What does it mean to justify your statistical decisions?

Lakens and 87 other researches, including me, recently published a position paper on the p-level controversy. You can find the OSF-repo here: https://osf.io/by2kc/

Part of our argument is that instead of swallowing a specific alpha-threshold (e.g. 0.05 or 0.005) as gospel, every researcher is asked to justify her or his choices (ideally before data collection). What the paper did not describe was how such a justification would look.

Why do we even need a justification?

Apparently, it is also hard to find a paper with such a justification. Constructive examples are missing. The following tweet can be seen as a condesation point of this issue:

As I argued in a blog post a while ago, statistical decision theory can not bridge the naturalistic fallacy. The search for truth comes into conflict with other values, e.g. beneficience, justice, gratitude. If one value enters the game, all values enter.

Also, colleagues and I argued in an older paper, that no amount of evidence can justify a certain decision. It requires normative “bridging principles”. My PhD-supervisor Tom Potthast likes to call this kind of collaboration an “epistemic-moral hybrid“. But even if you do not believe in the analytical disjunction of ethical and empirical statements (1), you might need to accept that the social practice of justifying an action or decision is different from the social practice of justifying what is. Morality is contrafactual, and therefore, a researchers decisions are at least partially contrafactual. Be it the question whether do a follow-up, replicate, explore novel hypothesis or exploit knowledge. This is also the case, regardless of whether you follow a Bayesian, Likelihoodist or Frequentist approach to statistical evidence. Sooner or later, you have to decide your next step and how to invest resources. This step inevitably requires bridging principles, and therefore warrants justification.

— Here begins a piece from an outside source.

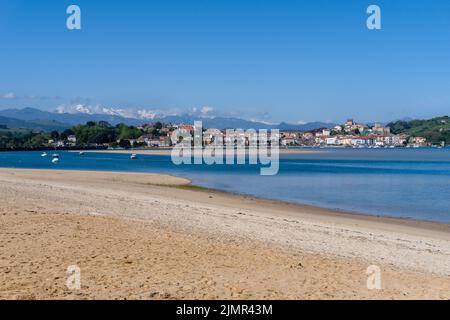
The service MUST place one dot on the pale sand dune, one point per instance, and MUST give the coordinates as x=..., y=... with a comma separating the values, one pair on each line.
x=134, y=238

But consider also that there is a need for justification only if the decision or action is not determined, i.e. if you have degrees of freedom. A stone rolling down a hill needs no justification. But throwing a stone down the hill does. Similar, data, scripts and statistical parameters calculated out of them need no justification. They can be proven by showing the data, your notebooks or by math. What instead needs justification is your prior, why you did this experiment, your analysis workflow, or your alpha-level. Again, justification only makes sense if more than one action is justifiable. Otherwise there would an unique solution to your decision problem, and your action would be determined. Therefore, justification only exist in professions, i.e. jobs requiring expertise, creativity or solving NP-hard problems. These are jobs that can inherently not be transformed into a set of strict guidelines. One might paraphrase: The easy decision is always clear, the hard decision needs to be justified.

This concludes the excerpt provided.